Último encontro – Encontrei Hu pela última vez na reunião do BRICS de 2017, quando a China propôs e realizou a primeira e única reunião do grupo que incluiu a literatura como tema, proporcionando amplos encontros, leituras e debates entre escritores e pensadores dos países membros. Iniciativa oportuna, fundamental mesmo, que deveria ser continuada. Fui um dos três membros da delegação brasileira nesse encontro, que contou com a contribuição brilhante dos professores Francisco Foot Hardman e João Cézar de Castro Rocha. Honrada com o convite, abusei da generosidade de Hu fazendo-o traduzir para o mandarim uma apresentação de quase trinta minutos sobre a poesia brasileira, dos primórdios aos dias de hoje. Além de ler os poemas dos meus notáveis conterrâneos, bem como os meus, ofereci livros de poetas brasileiros e vídeos da cineasta Maria Maia para a biblioteca da Universidade de Zuhai, que nos recebeu e hospedou impecavelmente, contando com o fato de estar ao lado da encantadora Macau.
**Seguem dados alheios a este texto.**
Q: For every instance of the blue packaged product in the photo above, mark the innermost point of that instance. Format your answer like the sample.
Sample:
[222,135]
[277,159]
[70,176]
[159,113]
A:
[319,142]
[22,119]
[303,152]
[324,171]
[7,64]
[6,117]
A poesia de Hu Xudong foi traduzida para o inglês, espanhol e japonês. Recebeu os prêmios Rougang (2003) e o Liu LiÀn (1998), tendo sido publicada em antologias americanas, japonesas , e espanholas, além das chinesas. Foi nomeado um dos Dez Principais Novos Poetas da China.
Finalizo esta homenagem com minha tradução, a partir do inglês, de dois de seus poemas escritos no Brasil. No primeiro, publicado na referida edição especial da Poesia Sempre, nos últimos versos, Hu brinca com a proximidade, em chinês, do nome de sua terra natal BA SHU (em Sichuan) e o nome do Brasil, BA SHI. Em ambos, a estranheza e a proximidade dos signos brasileiros que o fascinavam, seja na rua ou na cultura letrada.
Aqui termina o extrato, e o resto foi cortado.